# Bel-Air Garage



## tomhocars (Oct 19, 2005)

Well I saw so many guys having fun building and showing off their collections that I had to join Bel-Air is a small shop with big dreams.One day there will be a new Bel-Air Garage.Enjoy it


http://s266.photobucket.com/albums/...ir Garage/?action=view&current=DSC00192-1.jpg


http://s266.photobucket.com/albums/...ir Garage/?action=view&current=DSC00193-1.jpg

http://s266.photobucket.com/albums/ii245/Tomhocars/Bel-Air Garage/?action=view&current=DSC00185.jpg


----------



## kiwidave (Jul 20, 2009)

The black flamed 55 is awesome!!


----------



## Bill Hall (Jan 6, 2007)

Love the extended cab hauler Tom!

Are the 3 window deuces available?


----------



## slotcarman12078 (Oct 3, 2008)

Yup!! Them 3 windows look promising!!


----------



## sethndaddy (Dec 4, 2004)

Awesome paint jobs Tom, love that flamed 55


----------



## tomhocars (Oct 19, 2005)

The 32 Deuces are made by Rick Swavely . www.resindude.com a real good guy.


----------



## Hilltop Raceway (Feb 12, 2006)

Quite a nice stable Tom!!! I'm still liking that flamed 55 myself...RM


----------



## XracerHO (Feb 6, 2008)

Awesome Fleet of cars & transport vehicles, Tom!! Thanks for sharing the slideshow. ..RL


----------



## win43 (Aug 28, 2006)

SWEET!!!!! That's some really cool stuff!!!! :thumbsup::thumbsup:


----------



## bobhch (Apr 22, 2007)

*Look at that one...wait that one....ooooh that one too!!!*

Now that is a fun looksky....That little red ramp truck is just fun!

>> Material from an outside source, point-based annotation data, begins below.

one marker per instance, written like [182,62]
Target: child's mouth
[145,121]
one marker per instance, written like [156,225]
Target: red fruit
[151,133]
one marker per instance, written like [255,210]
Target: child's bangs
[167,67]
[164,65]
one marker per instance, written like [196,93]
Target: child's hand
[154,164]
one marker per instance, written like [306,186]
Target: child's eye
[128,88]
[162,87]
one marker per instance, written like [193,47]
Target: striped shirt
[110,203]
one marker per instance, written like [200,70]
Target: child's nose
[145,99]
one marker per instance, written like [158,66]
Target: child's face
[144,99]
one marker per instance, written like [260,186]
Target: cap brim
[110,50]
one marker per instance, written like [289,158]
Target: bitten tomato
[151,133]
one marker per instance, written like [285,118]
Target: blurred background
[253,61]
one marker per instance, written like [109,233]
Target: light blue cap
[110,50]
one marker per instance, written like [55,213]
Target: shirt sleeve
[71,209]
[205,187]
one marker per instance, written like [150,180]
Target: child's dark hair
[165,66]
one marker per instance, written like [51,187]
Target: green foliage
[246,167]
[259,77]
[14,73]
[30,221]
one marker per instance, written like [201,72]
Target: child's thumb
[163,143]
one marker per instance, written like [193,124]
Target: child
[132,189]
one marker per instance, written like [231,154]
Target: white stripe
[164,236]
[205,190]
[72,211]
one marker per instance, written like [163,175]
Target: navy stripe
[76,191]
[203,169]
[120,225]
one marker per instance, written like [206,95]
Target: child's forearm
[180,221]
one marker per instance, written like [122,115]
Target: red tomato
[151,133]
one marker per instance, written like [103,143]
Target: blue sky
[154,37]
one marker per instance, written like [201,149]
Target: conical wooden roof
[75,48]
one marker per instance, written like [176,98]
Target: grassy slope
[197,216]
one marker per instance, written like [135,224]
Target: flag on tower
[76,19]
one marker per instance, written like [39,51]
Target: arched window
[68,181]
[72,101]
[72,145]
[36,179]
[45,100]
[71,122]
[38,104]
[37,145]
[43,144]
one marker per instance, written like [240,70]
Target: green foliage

Bob...Have Corvette fever now...zilla


----------



## videojimmy (Jan 12, 2006)

The new Prince of Bel-Air has been crowned!


----------



## roadrner (Jul 21, 1999)

Some great lookers Tom! :thumbsup::thumbsup: rr


----------



## 1scalevolvo (Feb 5, 2004)

Who did those cool flame paint jobs ?


Neal:dude:


----------



## JordanZ870 (Nov 25, 2004)

Thank you for sharing, Tom.
Great looking cars! :thumbsup:


----------



## tomhocars (Oct 19, 2005)

1scalevolvo said:


> Who did those cool flame paint j
> Neal:dude:


Earl Schieb,I'll paint any car $19.95


----------



## Bill Hall (Jan 6, 2007)

tomhocars said:


> Earl Schieb,I'll paint any car $19.95


...leave the windows down! We'll do the inside for FREE! :thumbsup:


----------



## JordanZ870 (Nov 25, 2004)

Yeah, it was 29.95, and for another twenty, they would lay on double the paint!...Right over bugs and mud and bubblegum.....
Ol Earl was a local celeb! LOL


----------



## Im Paul (Nov 3, 2008)

I'm totally digging on the 55 chevy (blue prints) line drawings.Those are great.The corvettes are cool and that blue Tyco nomad is awesome.


----------



## slotnewbie69 (Dec 3, 2008)

are those jl corvettes?the gs?


----------



## tomhocars (Oct 19, 2005)

Oh no.JL isnt even close.They are resin bodies by Bad dawg.They come unpainted and the rest is up to you.


----------